Rosemary Sullivan, writer, professor, poet (b at Valois, Qué, 1947). Rosemary Sullivan's ancestors, whom she chronicles in The Guthrie Road (2009), moved from Ireland to Canada. Sullivan attended MCGILL UNIVERSITY, where she joined Radio McGill and became interested in feminism.
Rosemary Sullivan, writer, professor, poet (b at Valois, Qué, 1947). Rosemary Sullivan's ancestors, whom she chronicles in The Guthrie Road (2009), moved from Ireland to Canada. Sullivan attended MCGILL UNIVERSITY, where she joined Radio McGill and became interested in feminism. While at McGill she also met her future husband, poet Doug BEARDSLEY. Sullivan completed an MA at the University of Connecticut and a PhD at the University of Sussex, England. She has taught at the Universities of Dijon and Bordeaux in France, and at the UNIVERSITY OF VICTORIA. She currently teaches at the UNIVERSITY OF TORONTO. Sullivan has travelled extensively, and is involved in such organizations as Amnesty International and the Toronto Arts Group for Human Rights, which she founded in 1980.
Rosemary Sullivan is best known for her non-fiction, and particularly for her critically acclaimed biographies of Canadian women writers. The Red Shoes: Margaret Atwood Starting Out (1998) examines the formative years and early writing life of ATWOOD, through to the late 1970s. By Heart: Elizabeth Smart/ A Life (1991), shortlisted for the GOVERNOR GENERAL'S AWARD for Non-Fiction, looks at the turbulent life of one of the twentieth century's noted Canadian writers of poetic prose. The work chronicles SMART's personal struggles and her passion for the written word. Shadow Maker: The Life of Gwendolyn MacEwen (1995), which decodes the life of the magnetic MACEWAN, won the Governor General's Award for Non-Fiction and the CANADIAN AUTHORS ASSOCIATION Prize for Non-Fiction.
Sullivan's other non-fiction publications include Labyrinth of Desire: Women, Passion, and Romantic Obsession (2001) and Cuba: Grace Under Pressure (2003), with photographer Malcolm David Batty. Villa Air-Bel: World War II, Escape, and a House in Marseille (2006) is a powerful narrative historical work, relying on diaries, memoirs, and letters to re-create the lives of its characters in France from 1933-1941. It received the Canadian Society for Yad Vashem Award in Holocaust Memoir and Literature from the Helen and Stan Vine Canadian Jewish Book Awards, and the Different Drummer Independent Booksellers' Award for non-fiction.

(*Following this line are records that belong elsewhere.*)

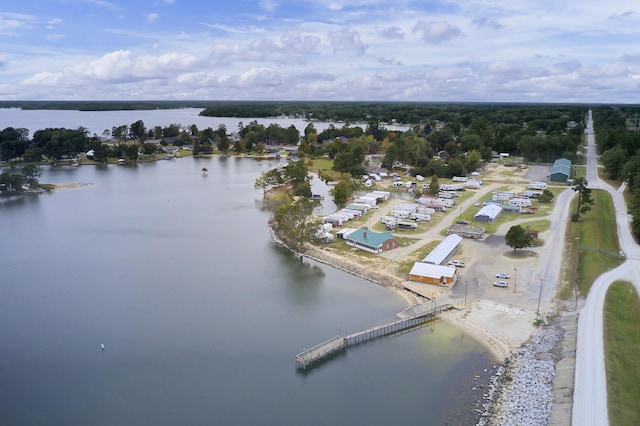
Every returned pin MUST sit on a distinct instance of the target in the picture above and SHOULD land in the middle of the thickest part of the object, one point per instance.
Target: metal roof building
(432, 274)
(561, 170)
(444, 250)
(488, 213)
(374, 242)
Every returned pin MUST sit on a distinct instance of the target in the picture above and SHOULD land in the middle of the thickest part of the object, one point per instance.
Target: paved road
(590, 392)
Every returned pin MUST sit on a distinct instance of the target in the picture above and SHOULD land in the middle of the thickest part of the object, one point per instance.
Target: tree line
(618, 141)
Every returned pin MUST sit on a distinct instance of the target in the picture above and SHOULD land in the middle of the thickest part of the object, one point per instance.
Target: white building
(443, 251)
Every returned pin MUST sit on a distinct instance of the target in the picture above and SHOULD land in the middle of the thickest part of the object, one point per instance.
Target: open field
(622, 344)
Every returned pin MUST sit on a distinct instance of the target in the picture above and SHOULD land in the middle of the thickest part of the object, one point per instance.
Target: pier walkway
(337, 344)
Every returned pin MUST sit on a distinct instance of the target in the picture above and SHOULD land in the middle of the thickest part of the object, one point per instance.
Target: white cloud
(13, 23)
(436, 31)
(389, 61)
(486, 22)
(391, 33)
(345, 40)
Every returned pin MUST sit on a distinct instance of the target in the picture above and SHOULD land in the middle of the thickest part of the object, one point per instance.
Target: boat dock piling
(336, 344)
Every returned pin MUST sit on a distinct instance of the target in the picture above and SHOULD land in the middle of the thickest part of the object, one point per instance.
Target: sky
(344, 50)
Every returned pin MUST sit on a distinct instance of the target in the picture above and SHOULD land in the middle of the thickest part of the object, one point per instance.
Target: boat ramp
(338, 344)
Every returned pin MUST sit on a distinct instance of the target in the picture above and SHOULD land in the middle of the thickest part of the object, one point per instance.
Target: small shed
(433, 274)
(561, 170)
(466, 231)
(373, 242)
(488, 213)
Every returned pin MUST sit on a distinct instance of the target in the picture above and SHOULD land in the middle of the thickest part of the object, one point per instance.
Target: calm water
(201, 314)
(98, 121)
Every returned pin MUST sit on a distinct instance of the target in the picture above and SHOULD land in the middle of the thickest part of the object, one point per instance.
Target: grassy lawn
(405, 266)
(596, 239)
(316, 164)
(621, 346)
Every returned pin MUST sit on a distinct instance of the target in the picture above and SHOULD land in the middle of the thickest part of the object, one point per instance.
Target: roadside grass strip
(596, 240)
(621, 346)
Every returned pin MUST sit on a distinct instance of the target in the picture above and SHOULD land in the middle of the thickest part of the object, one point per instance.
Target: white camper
(538, 185)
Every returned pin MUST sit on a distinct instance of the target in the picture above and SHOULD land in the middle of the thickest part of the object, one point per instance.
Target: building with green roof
(373, 242)
(560, 171)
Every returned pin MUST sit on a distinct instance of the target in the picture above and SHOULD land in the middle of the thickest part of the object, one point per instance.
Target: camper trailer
(400, 214)
(538, 185)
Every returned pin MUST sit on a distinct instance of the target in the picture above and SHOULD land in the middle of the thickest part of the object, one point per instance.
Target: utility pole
(465, 293)
(539, 297)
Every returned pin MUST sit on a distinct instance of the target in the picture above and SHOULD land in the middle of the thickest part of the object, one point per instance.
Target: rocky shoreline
(521, 388)
(521, 391)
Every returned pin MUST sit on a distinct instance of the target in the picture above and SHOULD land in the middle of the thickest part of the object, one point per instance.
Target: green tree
(473, 160)
(138, 130)
(221, 139)
(546, 197)
(614, 160)
(269, 179)
(434, 186)
(584, 198)
(294, 221)
(296, 172)
(343, 190)
(31, 173)
(517, 238)
(11, 183)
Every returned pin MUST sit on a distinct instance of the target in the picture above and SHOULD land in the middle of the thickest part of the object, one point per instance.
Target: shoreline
(486, 405)
(493, 342)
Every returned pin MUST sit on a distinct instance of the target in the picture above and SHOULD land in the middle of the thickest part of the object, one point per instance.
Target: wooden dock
(337, 344)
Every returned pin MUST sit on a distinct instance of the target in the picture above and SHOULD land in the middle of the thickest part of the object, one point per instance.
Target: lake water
(200, 312)
(99, 121)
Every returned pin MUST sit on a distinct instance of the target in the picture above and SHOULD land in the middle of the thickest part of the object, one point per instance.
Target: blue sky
(463, 50)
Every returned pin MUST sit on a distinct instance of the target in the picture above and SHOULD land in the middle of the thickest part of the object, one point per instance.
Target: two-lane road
(590, 391)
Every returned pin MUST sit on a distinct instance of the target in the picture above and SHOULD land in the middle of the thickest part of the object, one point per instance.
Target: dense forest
(441, 140)
(618, 139)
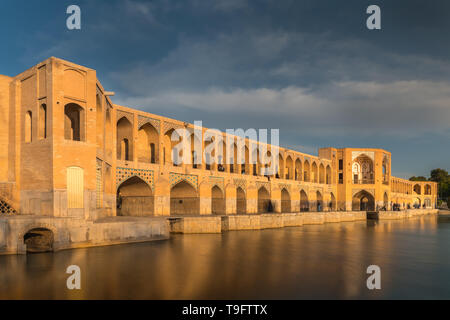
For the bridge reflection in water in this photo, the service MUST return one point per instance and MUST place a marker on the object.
(314, 261)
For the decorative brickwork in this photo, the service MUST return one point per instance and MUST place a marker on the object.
(123, 174)
(174, 178)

Some of Sullivan's numerous essays, articles and travel writing were collected in Memory-Making: Selected Essays of Rosemary Sullivan (2001), and she has edited several anthologies of short fiction and poetry.
Rosemary Sullivan is also an established poet. Her literary mentors were Theodore Roethke, the subject of her critical study The Garden Master (1975), and P.K. PAGE, who convinced her to start writing. Sullivan's first collection of poems, The Space a Name Makes (1986), won the Gerald Lampert Award for the best first book of poetry. Within her third collection, The Bone Ladder: New and Selected Poems (2000), Sullivan explores the complexities and contradictions found in love and loss. One sequence is compiled like a novel: set in the Alhambra of Granada, Spain, it travels through the characters' struggles with themselves and the world around them. The book also includes poems from her first collection as well as her second, Blue Panic (1991).
Rosemary Sullivan was awarded a Canada Research Chair in Literature at the University of Toronto and founded the school's MA program in creative writing. She held the Maclean Hunter Chair in Literary Journalism from 2003-2006 at the BANFF CENTRE. In 2008 she was awarded the Lorne PIERCE Medal for Major Contributions to Canadian Literature and Culture from the ROYAL SOCIETY OF CANADA.